長時間労働が及ぼすメンタルヘルスへの影響について話す山本勲慶応義塾大教授=佐賀市のメートプラザ佐賀

 佐賀県内の企業や労働組合の代表者、夫を過労死で亡くした女性が22日、佐賀市で開かれた過労死対策シンポジウム(佐賀労働局主催)で意見を交わした。長時間労働が及ぼすメンタルヘルス(心の健康)への影響も踏まえ、大学教授や会場の市民約50人と共に、望ましい職場環境や働き方を考えた。

 厚生労働省の安全衛生優良企業に選ばれた精密化学品製造のJSRマイクロ九州(佐賀市)は、残業の発生要因を把握し、毎月の担当者会議で削減策を検討・実践している取り組みを紹介した。昨年の有給休暇取得率は9割を超え、「社員の健康増進や離職対策、人材の確保にもつながる」と効果を語った。
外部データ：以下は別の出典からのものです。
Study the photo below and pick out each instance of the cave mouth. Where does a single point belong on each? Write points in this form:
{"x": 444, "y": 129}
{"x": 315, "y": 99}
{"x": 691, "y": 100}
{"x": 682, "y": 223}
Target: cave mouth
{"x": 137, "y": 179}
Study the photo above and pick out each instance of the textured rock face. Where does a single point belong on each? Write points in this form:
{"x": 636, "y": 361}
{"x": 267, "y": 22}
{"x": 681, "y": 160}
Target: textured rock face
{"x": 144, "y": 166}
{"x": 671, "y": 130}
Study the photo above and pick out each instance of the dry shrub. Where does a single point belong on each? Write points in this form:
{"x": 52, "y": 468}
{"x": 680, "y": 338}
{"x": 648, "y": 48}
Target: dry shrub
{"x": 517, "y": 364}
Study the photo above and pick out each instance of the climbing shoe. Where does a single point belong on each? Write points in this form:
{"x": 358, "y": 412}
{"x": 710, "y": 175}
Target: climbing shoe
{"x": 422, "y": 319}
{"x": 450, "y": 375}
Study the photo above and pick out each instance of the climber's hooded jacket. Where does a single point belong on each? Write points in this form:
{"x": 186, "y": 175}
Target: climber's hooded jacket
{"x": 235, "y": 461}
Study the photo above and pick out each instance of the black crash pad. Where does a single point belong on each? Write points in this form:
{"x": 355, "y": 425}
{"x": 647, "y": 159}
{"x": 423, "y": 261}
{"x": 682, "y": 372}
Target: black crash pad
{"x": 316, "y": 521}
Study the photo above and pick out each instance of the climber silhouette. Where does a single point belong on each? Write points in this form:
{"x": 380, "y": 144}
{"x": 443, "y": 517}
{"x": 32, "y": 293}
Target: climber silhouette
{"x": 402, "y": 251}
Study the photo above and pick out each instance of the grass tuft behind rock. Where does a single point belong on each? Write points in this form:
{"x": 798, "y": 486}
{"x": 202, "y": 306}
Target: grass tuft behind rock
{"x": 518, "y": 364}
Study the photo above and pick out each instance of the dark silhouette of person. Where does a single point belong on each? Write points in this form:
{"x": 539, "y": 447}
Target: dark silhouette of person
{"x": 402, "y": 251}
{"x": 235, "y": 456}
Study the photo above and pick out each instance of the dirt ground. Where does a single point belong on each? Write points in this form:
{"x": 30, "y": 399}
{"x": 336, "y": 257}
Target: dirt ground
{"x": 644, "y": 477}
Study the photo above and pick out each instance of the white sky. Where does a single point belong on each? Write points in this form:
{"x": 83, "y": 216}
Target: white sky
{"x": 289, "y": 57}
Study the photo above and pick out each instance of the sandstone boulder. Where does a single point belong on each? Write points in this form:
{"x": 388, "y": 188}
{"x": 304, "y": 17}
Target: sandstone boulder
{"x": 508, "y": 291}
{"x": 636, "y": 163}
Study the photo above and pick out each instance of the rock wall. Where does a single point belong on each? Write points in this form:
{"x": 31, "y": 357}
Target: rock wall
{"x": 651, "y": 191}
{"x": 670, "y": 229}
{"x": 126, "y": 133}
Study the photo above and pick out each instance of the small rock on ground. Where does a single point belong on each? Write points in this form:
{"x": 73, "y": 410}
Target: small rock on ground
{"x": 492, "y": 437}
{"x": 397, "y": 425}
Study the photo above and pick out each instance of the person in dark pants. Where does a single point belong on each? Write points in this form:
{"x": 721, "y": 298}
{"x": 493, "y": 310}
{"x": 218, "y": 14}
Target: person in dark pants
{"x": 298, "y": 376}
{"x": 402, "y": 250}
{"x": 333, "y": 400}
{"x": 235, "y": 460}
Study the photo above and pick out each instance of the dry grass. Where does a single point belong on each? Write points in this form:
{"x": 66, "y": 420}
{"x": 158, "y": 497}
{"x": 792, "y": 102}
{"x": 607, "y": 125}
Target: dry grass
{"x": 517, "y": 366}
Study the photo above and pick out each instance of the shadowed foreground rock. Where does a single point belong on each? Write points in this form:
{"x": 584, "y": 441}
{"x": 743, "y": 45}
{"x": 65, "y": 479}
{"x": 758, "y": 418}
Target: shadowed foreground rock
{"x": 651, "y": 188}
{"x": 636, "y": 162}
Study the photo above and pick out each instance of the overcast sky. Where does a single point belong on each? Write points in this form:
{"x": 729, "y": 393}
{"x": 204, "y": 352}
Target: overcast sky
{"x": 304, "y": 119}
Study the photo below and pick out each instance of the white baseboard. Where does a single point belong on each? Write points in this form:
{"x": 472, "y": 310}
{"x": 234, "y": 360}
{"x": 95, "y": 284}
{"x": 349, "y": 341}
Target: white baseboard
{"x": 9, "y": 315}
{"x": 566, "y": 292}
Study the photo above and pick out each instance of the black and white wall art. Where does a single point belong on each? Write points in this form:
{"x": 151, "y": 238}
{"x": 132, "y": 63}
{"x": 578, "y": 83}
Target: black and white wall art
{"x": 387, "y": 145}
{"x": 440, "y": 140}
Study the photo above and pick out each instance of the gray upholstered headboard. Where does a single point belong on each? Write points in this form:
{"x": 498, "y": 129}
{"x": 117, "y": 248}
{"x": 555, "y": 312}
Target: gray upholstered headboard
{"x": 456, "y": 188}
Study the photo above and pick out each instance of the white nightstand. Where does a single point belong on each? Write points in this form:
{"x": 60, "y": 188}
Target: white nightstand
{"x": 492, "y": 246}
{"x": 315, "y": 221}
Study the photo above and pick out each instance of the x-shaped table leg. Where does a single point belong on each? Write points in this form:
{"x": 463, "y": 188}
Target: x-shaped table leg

 過労死遺族の女性は「夫は会社に尽くすことで家族の生活が良くなると考えていた」と振り返り、「会社全体で休みが取れる仕組みを考えなければ過労死は減らない」と訴えた。

 慶應義塾大の山本勲教授(労働経済学)は基調講演で、売り上げに占める利益が低い企業ほど社員のメンタルヘルスが悪化する傾向にあると説明。「職場や働き方に共通の問題があり、売り上げにつながらない不要な仕事は減らすべきだ」と指摘した。